Vimos tal atividade em lugares ao redor do mundo. Na Rússia, os aliados de Vladimir Putin usam o Facebook e outras mídias sociais para assediar os críticos e espalhar desinformação em nome do regime. Na Índia, observa Vaidhyanathan, o Partido Bharatiya Janata de Narendra Modi usou o Facebook para “incitar paixões anti-muçulmanas e canalizar as pessoas para as urnas”, bem como “destruir a reputação de jornalistas, ativistas da sociedade civil, críticos das políticas anti-islã e inimigos políticos. ” E nas Filipinas, Rodrigo Duterte alavancou o Facebook para “assassinatos de caráter virulento, ameaças e assédio”, bem como propaganda a serviço do vigilantismo e do nacionalismo violento.

Aqui nos Estados Unidos, o Facebook tem sido o principal vetor do QAnon, uma teoria da conspiração bizantina na qual o presidente Trump luta contra uma conspiração global de pedófilos adoradores de Satanás, sugadores de força vital e seus facilitadores. Os defensores do QAnon acreditam que Trump acabará publicando uma operação que termina com a prisão, internamento e execução dessa cabala, que inclui convenientemente muitos de seus oponentes políticos democratas.

O Facebook, de acordo com a própria investigação da empresa, é o lar de milhares de grupos e páginas QAnon com milhões de membros e seguidores. Seus algoritmos de recomendação levam os usuários a se envolverem com o conteúdo QAnon, espalhando a conspiração para pessoas que, de outra forma, nunca teriam encontrado. Da mesma forma, um relatório do German Marshall Fund vincula a recente onda de conspirações de incêndio – falsas alegações de incêndio criminoso em Oregon pela antifa ou Black Lives Matter – à disseminação descontrolada de rumores e desinformação no Facebook.

Zuckerberg deseja claramente que o público veja ele e sua empresa como parceiros na defesa da democracia. No início deste mês, ele anunciou medidas para limitar a desinformação relacionada às eleições, interromper a repressão aos eleitores e apoiar os esforços para ajudar os americanos a se registrar e votar. “Acredito que nossa democracia é forte o suficiente para resistir a esse desafio e oferecer uma eleição livre e justa – mesmo que leve tempo para cada voto ser contado”, escreveu Zuckerberg. “Já votamos durante pandemias globais antes. Nós podemos fazer isso.”

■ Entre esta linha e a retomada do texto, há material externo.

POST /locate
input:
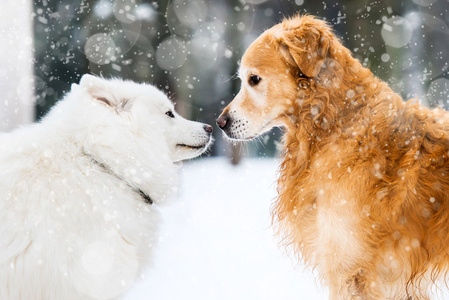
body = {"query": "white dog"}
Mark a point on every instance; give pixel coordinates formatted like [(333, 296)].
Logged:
[(76, 190)]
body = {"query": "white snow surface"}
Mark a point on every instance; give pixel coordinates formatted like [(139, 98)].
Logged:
[(217, 243)]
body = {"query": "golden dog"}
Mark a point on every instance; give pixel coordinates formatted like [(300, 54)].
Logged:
[(363, 190)]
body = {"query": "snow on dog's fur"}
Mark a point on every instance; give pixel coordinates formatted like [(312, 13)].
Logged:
[(364, 181), (76, 220)]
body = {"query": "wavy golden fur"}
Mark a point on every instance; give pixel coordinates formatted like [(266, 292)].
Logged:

Ele está certo de que nossa democracia pode sobreviver a uma pandemia. Não está claro, entretanto, se ele pode sobreviver a uma plataforma otimizada para o pensamento conspiratório. Como as siderúrgicas da era industrial despejando lixo venenoso nos cursos de água, o Facebook injeta paranóia e desinformação no corpo político, o subproduto tóxico de sua busca implacável pelo lucro. Acabamos limpando o lixo. É uma questão em aberto se podemos limpar depois do Facebook.

*Jamelle Bouie se tornou colunista de opinião do New York Times em 2019. Antes disso, ele foi o principal correspondente político da revista Slate.